= Rancho Santa Ana y Quien Sabe =

Mexican land grant in California

Rancho Santa Ana y Quién Sabe was a 48823 acre Mexican land grant in present day San Benito County, California given in 1839 by Governor Juan B. Alvarado to Manuel Larios and Juan Maria Anzar. The grant, east of present day Hollister, consisted of the one square league Rancho Santa Ana in the Santa Ana Creek valley on the north, and the six square league Rancho Quién Sabe in the watershed of the upper Quién Sabe Creek in the Quién Sabe Valley on the south.

==History==
Luis del Castillo Negrete (1798-1843) came to Alta California in 1834 as a member of the Híjar-Padrés Colony. He was an advisor to Governor Mariano Chico, and returned to Mexico in 1836. His brother, Francisco Javier del Castillo Negrete, received the six square league Rancho Quién Sabe in 1836 from Governor Nicolás Gutiérrez.

In 1839, the land was re-granted by Governor Alvarado to Manuel Larios and Juan Miguel Anzar. Anzar paid Larios to oversee the property. In 1848 the two men agreed to divide the grant; Larios took Rancho Santa Ana, and Anzar took Rancho Quién Sabe. Later, when title to the land was being determined, the courts ruled that Anzar and Larios owned equal shares.

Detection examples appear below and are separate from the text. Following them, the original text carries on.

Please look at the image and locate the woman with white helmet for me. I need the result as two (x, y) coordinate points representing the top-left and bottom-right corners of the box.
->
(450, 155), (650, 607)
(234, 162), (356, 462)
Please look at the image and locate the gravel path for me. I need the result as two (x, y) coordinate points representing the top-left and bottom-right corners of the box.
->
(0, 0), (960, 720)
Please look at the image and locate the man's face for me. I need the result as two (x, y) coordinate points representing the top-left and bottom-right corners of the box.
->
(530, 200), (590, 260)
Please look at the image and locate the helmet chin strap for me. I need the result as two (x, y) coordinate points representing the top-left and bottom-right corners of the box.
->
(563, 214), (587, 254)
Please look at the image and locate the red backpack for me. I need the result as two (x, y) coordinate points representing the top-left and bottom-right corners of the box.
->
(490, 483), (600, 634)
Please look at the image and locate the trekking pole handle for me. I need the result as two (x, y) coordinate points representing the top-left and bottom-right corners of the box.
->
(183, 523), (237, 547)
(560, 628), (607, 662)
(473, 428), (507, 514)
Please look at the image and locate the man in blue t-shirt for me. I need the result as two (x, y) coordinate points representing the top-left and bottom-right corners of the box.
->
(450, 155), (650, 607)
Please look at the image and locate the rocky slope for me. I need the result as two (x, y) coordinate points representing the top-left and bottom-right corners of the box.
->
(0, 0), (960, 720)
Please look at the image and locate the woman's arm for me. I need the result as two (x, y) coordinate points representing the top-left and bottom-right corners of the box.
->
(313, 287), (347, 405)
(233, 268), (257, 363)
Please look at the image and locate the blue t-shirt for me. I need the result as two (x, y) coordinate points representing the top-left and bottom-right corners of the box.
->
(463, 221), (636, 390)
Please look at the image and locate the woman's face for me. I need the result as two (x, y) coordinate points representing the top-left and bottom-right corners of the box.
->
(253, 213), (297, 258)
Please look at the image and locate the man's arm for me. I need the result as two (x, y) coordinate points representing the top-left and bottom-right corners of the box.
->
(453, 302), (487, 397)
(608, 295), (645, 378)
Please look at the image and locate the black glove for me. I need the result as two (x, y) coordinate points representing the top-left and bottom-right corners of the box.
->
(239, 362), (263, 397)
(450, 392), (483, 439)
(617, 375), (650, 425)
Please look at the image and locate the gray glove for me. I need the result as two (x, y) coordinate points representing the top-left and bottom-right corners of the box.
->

=== Manuel Salvador Larios ===
Manuel Salvador Larios (1798–1865) was married three times; first to María Antonia del Carmen Pacheco, then secondly to Guadalupe Castro, and thirdly to María Rosario Armas de Higuera (who had been married to Juan José Saturio Higuera (1801- 1845)). When Larios died in 1865, his two surviving minor children were Martín del Patricinio (his mother was María Pacheco) and Estolano (his mother was Rosario Armas). Rosario Armas de Larios, with her son, Estolano Larios, and her Higuera children from a previous marriage moved to New Idria

=== Juan Maria (Miguel) Anzar ===
Juan Miguel Anzar was the brother of padre José Antonio Anzar (1792-) who served at the Mission San Juan Bautista until he returned to Mexico in 1835.
Juan Maria (Miguel) Anzar was the grantee of Rancho Los Aromitas y Agua Caliente in 1835. Juan Maria (Miguel) Anzar (-1852) married María Antonia Castro. When Juan Maria (Miguel) Anzar died in 1853, he held title to Rancho Los Aromitas y Agua Caliente, Rancho Santa Ana y Quién Sabe, Rancho Real de los Águilas and Rancho Los Carneros. His widow, María Antonia Castro de Anzar, married Frederick A. McDougall (a doctor from Scotland). María Antonia Castro de Anzar de MacDougall died in 1855, leaving McDougal and her children (Anatolio Anzar, Juan Francisco Anzar and Policronio Anzar) as heirs.

===Post-statehood===
With the cession of California to the United States following the Mexican-American War, the 1848 Treaty of Guadalupe Hidalgo provided that the land grants would be honored. As required by the Land Act of 1851, a claim for Rancho Santa Ana y Quién Sabe was filed with the Public Land Commission in 1852, and the combined grant was patented to Manuel Larios and Juan Miguel Anzar in 1860.

A claim based on the Nicolás Gutiérrez grant of six square leagues to Luis del Castillo Negrete, was filed by Josefa Morales del Castillo Negrete with the Land Commission in 1852, but was rejected. A claim based on the Nicolás Gutiérrez grant of six square leagues to Francisco Javier del Castillo Negrete filed by Francisco Castillo Negrete with the Land Commission in 1852 was also rejected.

In 1866, the heirs of Manuel Larios sold 23000 acre of Rancho Santa Ana y Quién Sabe to Joaquín Bolado (1822-1894) and his business partner José G. Arques.

In 1869, Juan Francisco Anzar sold Rancho Santa Ana and Quién Sabe to Estanislao Hernández (1821–1893).

The Quién Sabe Ranch was purchased by John N. Irwin II from the Somavia family in the 1970s.